В походах Петя всегда первым ступал на подвесные мосты, отправлялся искать брод в подозрительном ручье или крымском ущелье, где дальнейший спуск при начальном рассмотрении приравнивался к паденью; он всегда первым из сотоварищей откликался на брошенный вызов к драке, даже когда нерешительность могла быть принята противником за пренебрежение, вызванное уверенностью в превосходстве, и косвенно послужить причиной мирного исхода. Впрочем, последнее можно грубо объяснить тем, что он просто лучше других знал, как следует бить морду, а не его благородным бесстрашием.
В общем, сказать о Пете, что он другой – бесконечно малое настоящего смысла. Он мой труп.
А я – его.
Однажды. Однажды я не выдержал и спросил Петю о Фонареве. Он поморщился и не ответил. Я повторил свой вопрос. Петя отвернулся и как-то двинул кистью, пренебрегая.
И тогда я взорвался.
Так от плевка взрывается перегретая жидкость.
Схватил его за плечи и тряханул. Я выкрикнул:
– Скотина, что общего у тебя с Фонаревым!
Петя, высвобождаясь, двинул меня в грудь плечом: отлетев, я осел на кровать.

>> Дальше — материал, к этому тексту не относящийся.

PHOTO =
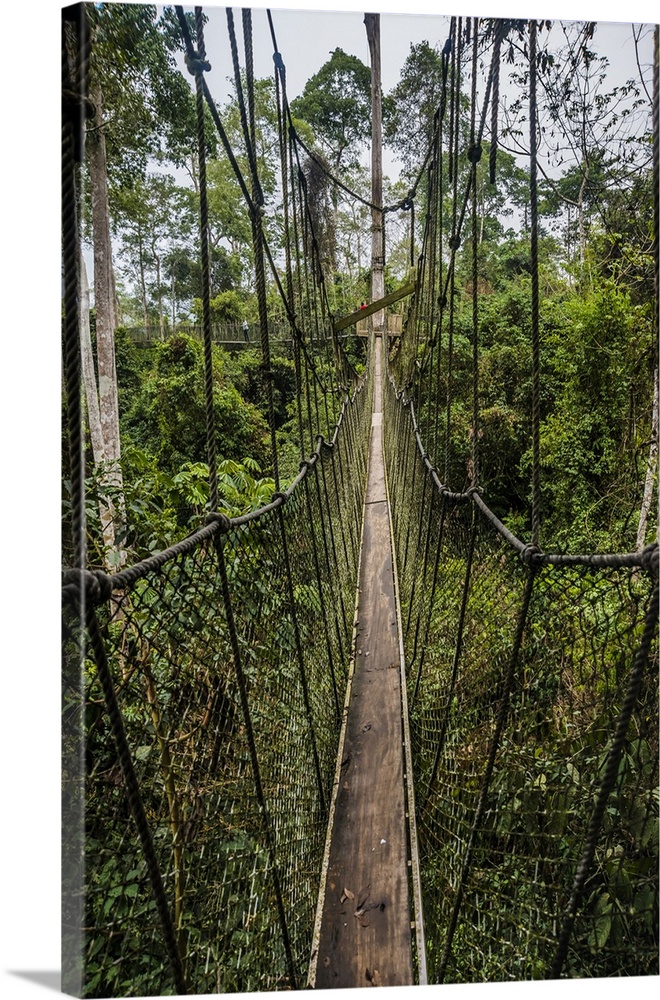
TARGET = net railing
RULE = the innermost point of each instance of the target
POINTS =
(223, 662)
(533, 697)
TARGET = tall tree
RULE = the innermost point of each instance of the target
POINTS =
(372, 23)
(336, 102)
(142, 108)
(409, 108)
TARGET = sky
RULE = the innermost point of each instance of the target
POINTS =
(30, 427)
(307, 38)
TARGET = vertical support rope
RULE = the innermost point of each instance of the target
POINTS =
(490, 764)
(211, 448)
(492, 163)
(656, 175)
(254, 757)
(458, 649)
(474, 155)
(135, 802)
(301, 660)
(534, 236)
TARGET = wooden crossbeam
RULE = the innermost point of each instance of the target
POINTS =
(373, 307)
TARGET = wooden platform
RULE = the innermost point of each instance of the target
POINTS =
(365, 930)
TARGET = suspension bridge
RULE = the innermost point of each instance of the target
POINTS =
(364, 735)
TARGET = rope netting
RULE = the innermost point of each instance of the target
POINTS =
(204, 686)
(532, 675)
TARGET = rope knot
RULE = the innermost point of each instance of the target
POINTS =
(217, 517)
(529, 554)
(195, 64)
(96, 584)
(73, 103)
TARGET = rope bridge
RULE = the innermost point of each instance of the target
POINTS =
(204, 687)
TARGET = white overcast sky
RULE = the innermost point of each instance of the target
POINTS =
(30, 423)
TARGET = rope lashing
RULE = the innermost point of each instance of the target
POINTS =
(195, 64)
(219, 518)
(95, 584)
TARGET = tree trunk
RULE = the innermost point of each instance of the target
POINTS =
(88, 370)
(372, 23)
(104, 301)
(651, 468)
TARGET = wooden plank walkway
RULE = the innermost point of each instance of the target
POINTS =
(365, 929)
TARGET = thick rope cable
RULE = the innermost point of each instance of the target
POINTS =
(474, 156)
(135, 802)
(534, 242)
(494, 119)
(254, 760)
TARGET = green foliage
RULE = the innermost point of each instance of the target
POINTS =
(409, 109)
(167, 416)
(336, 103)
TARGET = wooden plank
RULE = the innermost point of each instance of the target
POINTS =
(373, 307)
(365, 922)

Не унявшись, взвинченным голосом, едва удерживаясь в размеренности, я стал формулировать предположения и догадки относительно мотивов, которые заставили Фонарева со мною так поступить, строил безумные версии, зачем понадобился им камень и почему он, мой брат, пошел на поводу у этой скотины и стал перебежчиком, его подручным…
Разве не знал он, что Фонарев в 67-м состряпал на отца дело – и шил его крепко и наглухо, так что отец тогда едва выпутался, и если бы не заступничество отчима Лиды, старого большевика Кайдалова, мы с ним вряд ли появились бы на свет!
И тут я не выдержал – о, как я, верно, был жалок! – сорвался с этой взвинченной иноходи, стал орать во весь опор, подыхая от негодования, что Фонарев гад, что благодаря ему мы теперь не братья, а черт знает что такое, и пусть он передаст ему все это, пусть он скажет ему, что я его раскусил – я ненавижу его, вместе с его силой и вездесущестью, и что мне страшно и тягостно, и я не понимаю, почему они меня здесь держат, ведь мне же ничего не известно, и даже если в я что-то знал, я бы скорее умер, чем молвил толику…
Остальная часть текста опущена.